Francine rose, and shook out her dress, and showed it from every point of view. "See how it's made: Paris, of course! Money, my dear; money will do anything--except making one learn one's lessons."

"Are you not getting on any better, Francine?"

"Worse, my sweet friend--worse. One of the masters, I am happy to say, has flatly refused to teach me any longer. 'Pupils without brains I am accustomed to,' he said in his broken English; 'but a pupil with no heart is beyond my endurance.' Ha! ha! the mouldy old refugee has an eye for character, though. No heart--there I am, described in two words."

"And proud of it," Emily remarked.

"Yes--proud of it. Stop! let me do myself justice. You consider tears a sign that one has some heart, don't you? I was very near crying last Sunday. A popular preacher did it; no less a person that Mr. Mirabel--you look as if you had heard of him."
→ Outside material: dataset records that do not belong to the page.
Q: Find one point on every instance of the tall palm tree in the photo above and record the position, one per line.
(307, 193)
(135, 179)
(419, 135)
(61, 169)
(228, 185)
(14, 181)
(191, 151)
"I have heard of him from Cecilia."

"Is she at Brighton? Then there's one fool more in a fashionable watering place. Oh, she's in Switzerland, is she? I don't care where she is; I only care about Mr. Mirabel. We all heard he was at Brighton for his health, and was going to preach. Didn't we cram the church! As to describing him, I give it up. He is the only little man I ever admired--hair as long as mine, and the sort of beard you see in pictures. I wish I had his fair complexion and his white hands.